The International Monetary Fund on Friday commended nations for avoiding retributive tariffs, which could have thrown the world economy into turbulence.
Speaking at the 2025 World Bank-IMF Annual Meetings Plenary, IMF Managing Director Kristalina expressed relief that 188 out of 191 member countries had not engaged in tit-for-tat actions.
Georgieva said that though international economic activity was facing a mix of anxiety and resilience, and uncertainty had shot up, “global sentiment is holding up.”
The IMF chief, however, highlighted three medium-term priorities for policymakers: repairing government finances, domestic and external rebalancing, and lifting trend growth.
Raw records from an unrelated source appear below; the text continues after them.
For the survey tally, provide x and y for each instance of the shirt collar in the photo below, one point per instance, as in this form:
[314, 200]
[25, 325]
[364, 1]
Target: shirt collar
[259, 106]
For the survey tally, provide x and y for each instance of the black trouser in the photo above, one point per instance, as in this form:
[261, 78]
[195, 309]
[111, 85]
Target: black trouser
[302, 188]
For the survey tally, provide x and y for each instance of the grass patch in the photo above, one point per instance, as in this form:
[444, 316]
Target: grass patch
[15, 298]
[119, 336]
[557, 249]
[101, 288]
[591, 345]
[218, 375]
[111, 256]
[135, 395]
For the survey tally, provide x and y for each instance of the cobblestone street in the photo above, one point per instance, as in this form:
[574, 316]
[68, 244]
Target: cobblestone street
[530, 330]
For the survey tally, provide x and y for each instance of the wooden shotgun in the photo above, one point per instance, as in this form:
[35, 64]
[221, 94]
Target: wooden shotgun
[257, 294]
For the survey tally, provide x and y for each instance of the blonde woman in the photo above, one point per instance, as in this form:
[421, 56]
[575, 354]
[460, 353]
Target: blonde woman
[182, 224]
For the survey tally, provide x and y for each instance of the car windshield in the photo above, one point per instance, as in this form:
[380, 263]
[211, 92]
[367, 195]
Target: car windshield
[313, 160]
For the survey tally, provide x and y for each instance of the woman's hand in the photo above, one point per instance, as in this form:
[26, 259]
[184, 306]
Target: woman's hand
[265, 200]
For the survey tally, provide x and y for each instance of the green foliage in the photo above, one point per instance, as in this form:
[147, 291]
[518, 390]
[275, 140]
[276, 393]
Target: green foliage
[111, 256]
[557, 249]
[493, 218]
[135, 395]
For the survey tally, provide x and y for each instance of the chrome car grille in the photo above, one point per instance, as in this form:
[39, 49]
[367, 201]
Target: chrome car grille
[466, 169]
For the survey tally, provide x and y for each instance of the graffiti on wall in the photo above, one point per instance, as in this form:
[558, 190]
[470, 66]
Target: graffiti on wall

On artificial intelligence, she cautioned against complacency in the face of optimism and emphasized the need for strong financial oversight and policy readiness as AI reshapes labor markets and productivity.
Georgieva announced that the Bretton Woods institution had conducted nearly 3,000 capacity development projects and approved $37 billion in lending since last October.
She urged members to ratify the 50 percent “quota increase”, support the poverty reduction and growth trust, and replenish the Catastrophe Containment and Relief Trust.
“Our ambition must be to remain able to assist our poorest members,” Georgieva said. “The amounts needed here are in the millions, not billions, and would make a huge difference.”
Meanwhile, the International Monetary and Financial Committee is worried about rising sovereign debt. IMFC Chair Mohammed Al-Jadaan said: “Advanced and emerging markets are approaching debt levels, which require serious attention.”